The tricky part about alternative assets, however, is that it's a very niche industry. Most individuals and even large investment funds lack the connections, purchasing power, time, or expertise to successfully invest in these asset classes. This is where alternative asset management firms like Blackstone come into play.
Blackstone is one of the largest alternative asset management firms, with $ 975 billion in assets under management (AUM) at the end of 2022. Despite this, the stock is down 16% from last year, despite the firm having one of its best years ever in 2022. Its AUM grew 11% YTD, while its fee-related earnings increased 9%.
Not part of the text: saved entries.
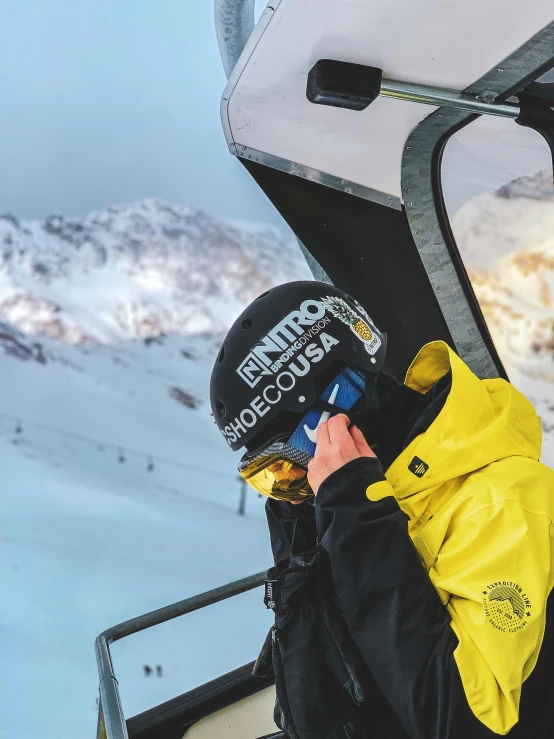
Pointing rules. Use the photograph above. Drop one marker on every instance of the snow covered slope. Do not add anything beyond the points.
(507, 241)
(138, 270)
(118, 494)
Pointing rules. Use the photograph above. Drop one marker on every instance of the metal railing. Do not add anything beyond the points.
(111, 721)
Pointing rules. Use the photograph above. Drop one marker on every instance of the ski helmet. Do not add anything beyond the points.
(274, 352)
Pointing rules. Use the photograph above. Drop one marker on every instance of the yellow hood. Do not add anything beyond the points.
(481, 422)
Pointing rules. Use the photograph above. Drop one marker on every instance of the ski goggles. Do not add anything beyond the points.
(279, 469)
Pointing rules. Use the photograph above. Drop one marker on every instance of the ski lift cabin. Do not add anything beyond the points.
(341, 112)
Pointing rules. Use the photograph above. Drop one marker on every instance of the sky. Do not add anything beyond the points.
(106, 102)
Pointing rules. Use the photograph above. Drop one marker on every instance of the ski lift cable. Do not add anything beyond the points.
(149, 456)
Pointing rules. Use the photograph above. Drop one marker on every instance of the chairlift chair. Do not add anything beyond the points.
(341, 112)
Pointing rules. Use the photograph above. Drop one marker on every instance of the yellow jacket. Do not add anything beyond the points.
(481, 518)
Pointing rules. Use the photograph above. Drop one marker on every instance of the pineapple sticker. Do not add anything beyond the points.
(341, 310)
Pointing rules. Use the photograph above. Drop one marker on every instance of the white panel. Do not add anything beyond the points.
(249, 718)
(448, 43)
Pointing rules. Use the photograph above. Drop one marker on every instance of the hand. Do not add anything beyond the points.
(336, 446)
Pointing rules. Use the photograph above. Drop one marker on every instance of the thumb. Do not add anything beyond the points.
(361, 444)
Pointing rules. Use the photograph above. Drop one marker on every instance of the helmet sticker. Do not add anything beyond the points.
(360, 326)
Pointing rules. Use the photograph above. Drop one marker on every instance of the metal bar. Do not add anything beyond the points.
(182, 607)
(415, 93)
(112, 712)
(111, 721)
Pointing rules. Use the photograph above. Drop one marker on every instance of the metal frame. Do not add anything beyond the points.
(111, 720)
(483, 102)
(425, 207)
(420, 176)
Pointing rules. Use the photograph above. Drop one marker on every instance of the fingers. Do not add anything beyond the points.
(339, 434)
(361, 444)
(323, 439)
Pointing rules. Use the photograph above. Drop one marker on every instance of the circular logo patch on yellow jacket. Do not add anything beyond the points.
(506, 606)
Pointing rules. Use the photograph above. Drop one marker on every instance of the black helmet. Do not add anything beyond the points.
(276, 349)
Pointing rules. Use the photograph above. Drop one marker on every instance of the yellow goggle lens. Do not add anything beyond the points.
(278, 478)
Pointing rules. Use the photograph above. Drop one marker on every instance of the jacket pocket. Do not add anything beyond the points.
(321, 681)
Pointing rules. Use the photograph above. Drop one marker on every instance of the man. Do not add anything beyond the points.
(430, 501)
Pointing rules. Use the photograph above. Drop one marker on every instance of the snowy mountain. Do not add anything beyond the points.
(140, 270)
(117, 489)
(507, 241)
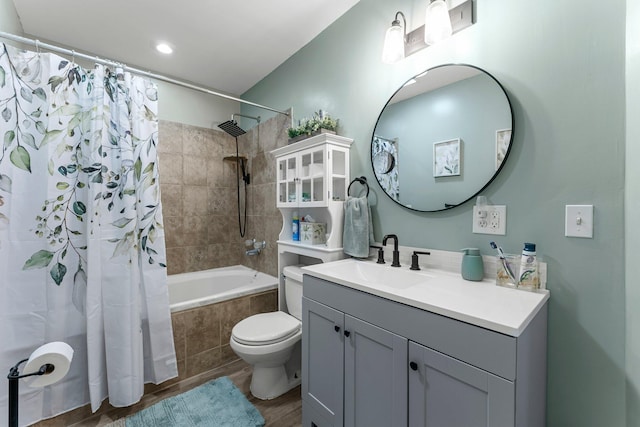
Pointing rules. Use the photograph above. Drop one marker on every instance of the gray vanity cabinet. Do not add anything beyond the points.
(403, 366)
(355, 372)
(438, 384)
(322, 364)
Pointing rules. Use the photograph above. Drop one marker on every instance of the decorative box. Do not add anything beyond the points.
(313, 233)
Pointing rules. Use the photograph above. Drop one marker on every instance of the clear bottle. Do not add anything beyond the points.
(295, 227)
(529, 278)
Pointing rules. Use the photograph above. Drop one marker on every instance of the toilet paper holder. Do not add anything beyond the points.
(42, 361)
(13, 377)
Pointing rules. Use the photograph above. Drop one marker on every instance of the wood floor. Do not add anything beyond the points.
(284, 411)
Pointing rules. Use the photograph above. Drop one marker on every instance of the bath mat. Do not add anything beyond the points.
(216, 403)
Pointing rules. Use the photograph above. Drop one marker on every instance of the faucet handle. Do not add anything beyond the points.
(414, 259)
(380, 253)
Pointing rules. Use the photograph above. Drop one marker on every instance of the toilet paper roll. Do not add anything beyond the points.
(58, 354)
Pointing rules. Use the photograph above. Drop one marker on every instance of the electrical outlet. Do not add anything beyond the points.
(492, 219)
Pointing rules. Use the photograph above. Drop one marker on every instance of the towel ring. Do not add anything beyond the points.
(362, 180)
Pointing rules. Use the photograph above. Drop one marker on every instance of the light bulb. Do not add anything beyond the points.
(393, 50)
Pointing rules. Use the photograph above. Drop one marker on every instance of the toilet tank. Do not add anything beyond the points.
(293, 290)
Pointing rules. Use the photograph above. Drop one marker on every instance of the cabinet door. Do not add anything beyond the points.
(287, 181)
(375, 384)
(313, 177)
(444, 391)
(323, 360)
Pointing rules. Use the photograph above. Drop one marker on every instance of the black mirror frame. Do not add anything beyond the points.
(493, 177)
The company is seeing record demand for its services and products and strong performance across several funds. Personally, I see this trend continuing as investors seek new ways to earn returns on their money in a challenging economic environment. So, how does this contribute to making more money?
Blackstone doesn't pay a fixed quarterly dividend like most other dividend stocks. Instead, it analyzes its recent performance and pays a dividend based on its historical earnings and returns, which range from 4% to 5%. The stock's dividend is extremely well covered. It has plenty of available capital to maintain its dividend payments and debt obligations while continuing to invest and grow without worry. Currently, the stock is yielding about 5.3% based on estimated earnings, but if performance continues on an upward trajectory, investors could earn significantly more if they hold on.
Alexandria Real Estate Equities offers a good dividend
The office leasing industry has struggled to recover from the impacts of the COVID-19 pandemic. The shift to part-time and full-time remote work has led to lower demand and increased vacancies, which isn't a good place to be as an office owner. However, not all sectors are feeling the same pressure.
The life sciences, pharmaceutical, biotechnology, and healthcare industries cannot adapt to remote work as easily as many others. They require high-quality office space to conduct research, develop new drugs and technologies, and treat patients. Alexandria Real Estate Equities is an office real estate investment trust (REIT) serving these industries with approximately 74 million square feet of Class A office real estate and medical campuses.
Demand for these properties is growing. Alexandria's leasing activity in Q3 2022 continued to outpace its historical average, with over 1.7 million square feet of office space leased at rents approximately 27% higher than a year earlier. Its net operating income (NOI), a key metric that reflects a REIT's profitability, grew nearly 11% year-over-year, providing the company with ample coverage for its attractive 3% dividend yield.
The REIT has steadily increased its dividend payments over the past 12 years, totaling a 181% dividend increase. It also has a healthy balance sheet, with no major debt maturities until 2025, and plenty of cash on hand to maintain its impressive growth and continue increasing its dividend.
A small investment in these companies can not only generate extra money for you this year, but due to the nature of dividend growth and long-term growth opportunities, it can also generate a very large passive income in the future.
Liz Brumer-Smith holds positions at Blackstone. The Motley Fool holds positions in and advises Alexandria Real Estate Equities and Blackstone. The Motley Fool has a disclosure policy.